これからの脊椎SBRTの普及に向けた取り組み
さらなる脊椎SBRTの普及に向けて,以下の2点について取り組む予定である。
(1) 『脊椎SBRTパーフェクトガイド』の改訂
この2年半で多くの論文報告があり,最新の情報を加えたいと考えている。また,MRIの撮像シーケンス,線量分布の最適化,患者QA(品質保証)に関する情報が十分でないため,加筆したいと考えている。
(2) 治療計画トレーニングシステムの構築
日本医学物理士会で治療計画トレーニングシステムを準備している。脊椎SBRTの線量分布最適化についても準備を進めており,目標値に対して線量分布を最適化することで,線量分布を最適化する力を訓練可能なシステムを構築したいと考えている。
●参考文献
1)伊藤 慶,中島祐二朗:脊椎SBRTパーフェクトガイド〜600症例の経験から〜. Rad Fan, 19(5): 8-1, 47-83, 2021.

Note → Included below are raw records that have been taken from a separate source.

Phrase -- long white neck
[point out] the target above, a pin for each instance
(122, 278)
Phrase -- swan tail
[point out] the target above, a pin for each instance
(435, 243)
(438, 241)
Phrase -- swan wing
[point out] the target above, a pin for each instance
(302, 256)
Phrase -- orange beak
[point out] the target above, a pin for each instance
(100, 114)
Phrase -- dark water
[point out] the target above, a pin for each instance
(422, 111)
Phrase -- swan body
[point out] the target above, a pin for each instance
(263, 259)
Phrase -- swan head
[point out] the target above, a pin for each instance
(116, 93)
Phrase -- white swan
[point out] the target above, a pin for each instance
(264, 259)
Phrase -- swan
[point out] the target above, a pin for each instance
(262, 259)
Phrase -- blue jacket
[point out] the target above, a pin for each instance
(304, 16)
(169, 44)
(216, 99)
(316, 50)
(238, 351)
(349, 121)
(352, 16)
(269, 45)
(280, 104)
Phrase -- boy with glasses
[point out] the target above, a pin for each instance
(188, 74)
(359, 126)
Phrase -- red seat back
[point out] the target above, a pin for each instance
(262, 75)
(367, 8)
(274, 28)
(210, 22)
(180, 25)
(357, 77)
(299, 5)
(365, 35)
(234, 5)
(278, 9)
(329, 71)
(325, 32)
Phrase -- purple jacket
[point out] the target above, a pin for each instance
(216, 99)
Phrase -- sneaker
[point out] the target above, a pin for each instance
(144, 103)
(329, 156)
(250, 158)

2)日本放射線腫瘍学会:第23回放射線腫瘍学夏季セミナー, 2022.
3)Ito, K., Taguchi, K., Nakajima, Y., et al. : Incidence and Prognostic Factors of Painful Vertebral Compression Fracture Caused by Spine Stereotactic Body Radiotherapy. J. Clin. Med., 12(11) : 3853, 2023.
4)Ito, K., Sugita, S., Nakajima, Y., et al. : Phase 2 Clinical Trial of Separation Surgery Followed by Stereotactic Body Radiation Therapy for Metastatic Epidural Spinal Cord Compression. Int. J. Radiat. Oncol. Biol. Phys., 112(1) : 106-113, 2022.
5)Ito, K., Nakajima, Y., Ikuta, S. : Stereotactic body radiotherapy for spinal oligometastases : A review on patient selection and the optimal methodology. Jpn. J. Radiol., 40(10) : 1017-1023, 2022.
6)Ito, K., Ogawa, H., Nakajima, Y. : Efficacy and toxicity of re-irradiation spine stereotactic body radiotherapy with respect to irradiation dose history. Jpn. J. Clin. Oncol., 51(2) : 264-270, 2021.